One example of an automatic identification system is a barcode system. Barcode is a binary code comprising a field of bars and gaps arranged in a parallel configuration. The code is arranged according to a predetermined pattern and represents data elements that refer to an associated symbol. The sequence of code is made up of wide and narrow bars and gaps that can be interpreted numerically and alphanumerically. The code is read using an optical laser scanning technique that reads the sequence of code based on the reflection of a laser beams from the black bars and white gaps of the code. The most popular barcode by some margin is the EAN code (European Article Number), which was designed specifically to fulfill the requirements of the grocery industry in 1976. Barcodes are extremely cheap, but have low storage capacity and cannot be reprogrammed.
Another example of an automatic identification system is optical character recognition (OCR).
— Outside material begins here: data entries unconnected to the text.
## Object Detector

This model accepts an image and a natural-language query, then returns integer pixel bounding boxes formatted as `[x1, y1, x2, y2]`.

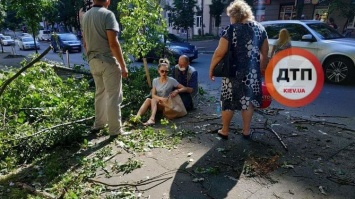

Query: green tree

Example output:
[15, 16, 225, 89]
[168, 0, 197, 41]
[43, 1, 60, 28]
[117, 0, 167, 86]
[329, 0, 355, 27]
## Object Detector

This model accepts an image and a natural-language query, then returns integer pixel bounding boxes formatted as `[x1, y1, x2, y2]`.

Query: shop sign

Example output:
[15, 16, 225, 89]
[253, 0, 271, 6]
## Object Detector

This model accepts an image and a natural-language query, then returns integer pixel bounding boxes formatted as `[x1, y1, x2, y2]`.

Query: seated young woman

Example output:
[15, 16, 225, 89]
[136, 58, 186, 125]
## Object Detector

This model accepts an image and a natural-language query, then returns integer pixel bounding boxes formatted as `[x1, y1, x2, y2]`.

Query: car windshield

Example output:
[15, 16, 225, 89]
[22, 37, 33, 42]
[307, 23, 343, 39]
[60, 34, 77, 41]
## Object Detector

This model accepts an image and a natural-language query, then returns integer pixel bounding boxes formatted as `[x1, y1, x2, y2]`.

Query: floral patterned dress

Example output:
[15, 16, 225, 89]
[221, 21, 267, 111]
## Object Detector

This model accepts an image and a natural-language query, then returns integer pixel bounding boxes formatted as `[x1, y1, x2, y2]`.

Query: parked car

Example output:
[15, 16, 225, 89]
[17, 37, 40, 50]
[20, 32, 32, 37]
[51, 33, 81, 52]
[261, 20, 355, 84]
[138, 34, 198, 61]
[0, 36, 15, 46]
[37, 30, 51, 41]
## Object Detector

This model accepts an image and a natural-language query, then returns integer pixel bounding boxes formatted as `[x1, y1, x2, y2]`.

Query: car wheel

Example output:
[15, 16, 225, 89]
[323, 57, 355, 84]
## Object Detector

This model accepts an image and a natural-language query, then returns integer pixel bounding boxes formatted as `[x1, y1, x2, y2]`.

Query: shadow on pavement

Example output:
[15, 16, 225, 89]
[170, 140, 249, 199]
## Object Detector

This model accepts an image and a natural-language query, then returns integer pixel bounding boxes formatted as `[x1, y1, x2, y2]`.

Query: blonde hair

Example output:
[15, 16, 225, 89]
[227, 0, 254, 23]
[158, 58, 170, 69]
[276, 28, 291, 45]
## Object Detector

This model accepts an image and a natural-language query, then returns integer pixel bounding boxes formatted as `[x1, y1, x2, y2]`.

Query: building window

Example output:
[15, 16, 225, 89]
[195, 16, 202, 28]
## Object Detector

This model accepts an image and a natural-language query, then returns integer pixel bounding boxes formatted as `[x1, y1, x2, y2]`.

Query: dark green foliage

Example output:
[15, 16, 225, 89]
[210, 0, 226, 27]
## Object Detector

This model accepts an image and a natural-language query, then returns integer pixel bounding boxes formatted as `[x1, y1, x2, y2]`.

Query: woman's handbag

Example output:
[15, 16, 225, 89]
[213, 26, 235, 77]
[162, 95, 187, 119]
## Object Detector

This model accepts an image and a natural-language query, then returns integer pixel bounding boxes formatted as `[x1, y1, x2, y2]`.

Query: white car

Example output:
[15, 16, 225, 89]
[17, 37, 40, 50]
[0, 36, 15, 46]
[261, 20, 355, 84]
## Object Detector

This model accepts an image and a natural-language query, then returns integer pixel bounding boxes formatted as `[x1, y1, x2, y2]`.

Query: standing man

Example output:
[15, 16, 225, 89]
[173, 55, 198, 111]
[313, 13, 320, 21]
[82, 0, 128, 138]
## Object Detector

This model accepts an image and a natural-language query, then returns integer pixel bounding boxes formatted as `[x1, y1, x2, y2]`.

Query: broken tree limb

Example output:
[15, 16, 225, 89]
[266, 125, 288, 151]
[3, 116, 95, 143]
[291, 119, 355, 132]
[0, 45, 52, 96]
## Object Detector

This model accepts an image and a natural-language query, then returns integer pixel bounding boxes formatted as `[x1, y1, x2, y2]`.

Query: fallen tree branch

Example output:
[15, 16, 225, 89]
[16, 182, 56, 199]
[0, 45, 52, 96]
[327, 176, 355, 186]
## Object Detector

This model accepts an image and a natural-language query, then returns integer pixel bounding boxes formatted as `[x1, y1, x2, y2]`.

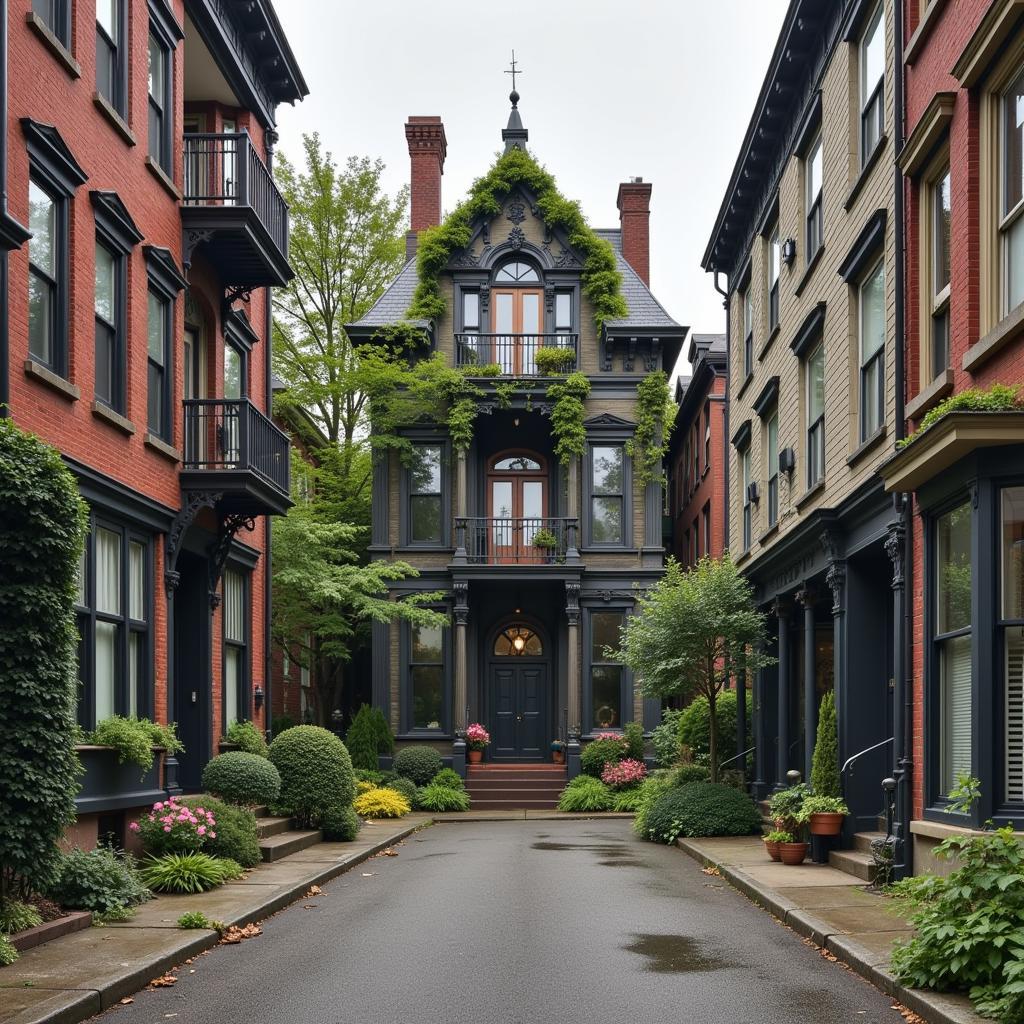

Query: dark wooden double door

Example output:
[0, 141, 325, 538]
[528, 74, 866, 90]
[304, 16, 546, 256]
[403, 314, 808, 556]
[488, 657, 550, 761]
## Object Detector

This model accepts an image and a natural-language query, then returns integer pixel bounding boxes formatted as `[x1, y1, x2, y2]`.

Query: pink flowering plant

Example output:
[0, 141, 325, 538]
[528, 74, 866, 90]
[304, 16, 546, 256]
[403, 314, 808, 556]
[128, 797, 217, 855]
[601, 758, 647, 790]
[466, 722, 490, 751]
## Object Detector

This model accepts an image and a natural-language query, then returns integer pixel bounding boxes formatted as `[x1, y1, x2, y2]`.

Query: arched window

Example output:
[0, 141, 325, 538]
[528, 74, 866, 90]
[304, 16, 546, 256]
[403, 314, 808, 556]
[495, 626, 544, 657]
[495, 260, 541, 285]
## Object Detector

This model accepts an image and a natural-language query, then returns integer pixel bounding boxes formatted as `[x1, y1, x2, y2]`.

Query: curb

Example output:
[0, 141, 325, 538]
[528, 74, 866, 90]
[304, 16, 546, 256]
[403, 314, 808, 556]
[676, 839, 986, 1024]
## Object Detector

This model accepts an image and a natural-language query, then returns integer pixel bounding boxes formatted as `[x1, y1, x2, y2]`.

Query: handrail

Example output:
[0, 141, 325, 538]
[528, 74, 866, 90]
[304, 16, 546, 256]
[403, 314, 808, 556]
[839, 736, 894, 775]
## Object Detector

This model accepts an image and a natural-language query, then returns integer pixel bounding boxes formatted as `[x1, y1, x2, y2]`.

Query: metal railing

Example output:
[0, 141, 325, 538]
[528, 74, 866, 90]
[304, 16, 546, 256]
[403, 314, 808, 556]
[181, 131, 288, 257]
[181, 398, 289, 495]
[455, 516, 579, 565]
[455, 334, 579, 377]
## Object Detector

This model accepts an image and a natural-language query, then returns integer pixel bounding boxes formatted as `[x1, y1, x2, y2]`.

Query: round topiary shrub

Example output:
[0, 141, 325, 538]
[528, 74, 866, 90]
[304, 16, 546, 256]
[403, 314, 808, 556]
[394, 746, 444, 785]
[646, 782, 761, 844]
[203, 751, 281, 807]
[270, 725, 355, 828]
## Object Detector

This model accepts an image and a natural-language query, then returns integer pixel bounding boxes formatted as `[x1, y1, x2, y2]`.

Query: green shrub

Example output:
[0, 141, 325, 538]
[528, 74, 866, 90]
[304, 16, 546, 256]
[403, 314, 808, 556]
[415, 782, 469, 812]
[345, 705, 394, 771]
[650, 708, 683, 768]
[0, 899, 43, 935]
[394, 746, 444, 785]
[646, 782, 761, 844]
[139, 853, 234, 893]
[0, 418, 88, 900]
[558, 775, 615, 812]
[319, 804, 362, 843]
[47, 846, 150, 914]
[178, 796, 263, 867]
[430, 768, 466, 792]
[270, 725, 355, 828]
[224, 722, 269, 758]
[203, 751, 281, 807]
[580, 738, 627, 779]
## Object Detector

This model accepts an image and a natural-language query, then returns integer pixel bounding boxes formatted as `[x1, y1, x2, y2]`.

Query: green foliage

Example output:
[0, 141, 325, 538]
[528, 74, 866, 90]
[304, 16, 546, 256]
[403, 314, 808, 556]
[645, 782, 761, 844]
[626, 370, 676, 490]
[47, 846, 150, 914]
[270, 725, 355, 828]
[319, 804, 362, 843]
[394, 746, 444, 785]
[203, 751, 281, 807]
[616, 556, 774, 779]
[896, 384, 1021, 449]
[139, 853, 234, 893]
[891, 827, 1024, 1024]
[0, 899, 43, 935]
[811, 690, 843, 797]
[86, 715, 184, 774]
[406, 150, 629, 334]
[345, 705, 394, 771]
[224, 722, 269, 758]
[178, 796, 263, 867]
[0, 419, 87, 900]
[416, 782, 469, 812]
[547, 371, 590, 465]
[558, 775, 615, 812]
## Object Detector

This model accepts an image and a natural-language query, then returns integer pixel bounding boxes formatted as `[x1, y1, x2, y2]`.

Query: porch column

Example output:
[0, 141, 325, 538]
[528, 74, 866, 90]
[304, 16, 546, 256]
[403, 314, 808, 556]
[775, 600, 790, 791]
[797, 586, 818, 782]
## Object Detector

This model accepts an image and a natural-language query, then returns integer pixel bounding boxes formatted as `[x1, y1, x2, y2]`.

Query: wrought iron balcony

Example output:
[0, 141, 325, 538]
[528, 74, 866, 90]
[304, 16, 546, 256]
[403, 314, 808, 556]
[181, 131, 293, 288]
[455, 516, 580, 565]
[455, 334, 580, 377]
[181, 398, 292, 515]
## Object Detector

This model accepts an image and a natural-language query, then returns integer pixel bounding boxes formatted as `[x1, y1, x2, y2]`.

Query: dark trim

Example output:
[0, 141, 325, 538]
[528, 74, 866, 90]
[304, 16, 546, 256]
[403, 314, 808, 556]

OCR was first used in the 1960's as a special font developed for stylized characters that can be read both in the normal way by people and automatically by machines. The advantage of OCR systems is the high density of information and the possibility of reading data visually in an emergency. However, OCR systems have failed to become universally applicable because of their high price and the need for complicated character readers.
In today's technologically advanced society it would advantageous for automatic identification systems to be compatible with systems from varied fields of technology such as telecommunications. Considering that wireless communication devices are now used in almost every aspect of every day life in the form of PDAs, satellite phones, smart cellular phones, handheld computers, wireless-enabled laptops and Bluetooth devices, it would be useful to be able to utilized data from automatic identification systems to further improve the functionality of today's wireless devices. However, the automatic identification systems noted above may not be suitable candidates for integration with today's wireless devices given their obvious drawbacks.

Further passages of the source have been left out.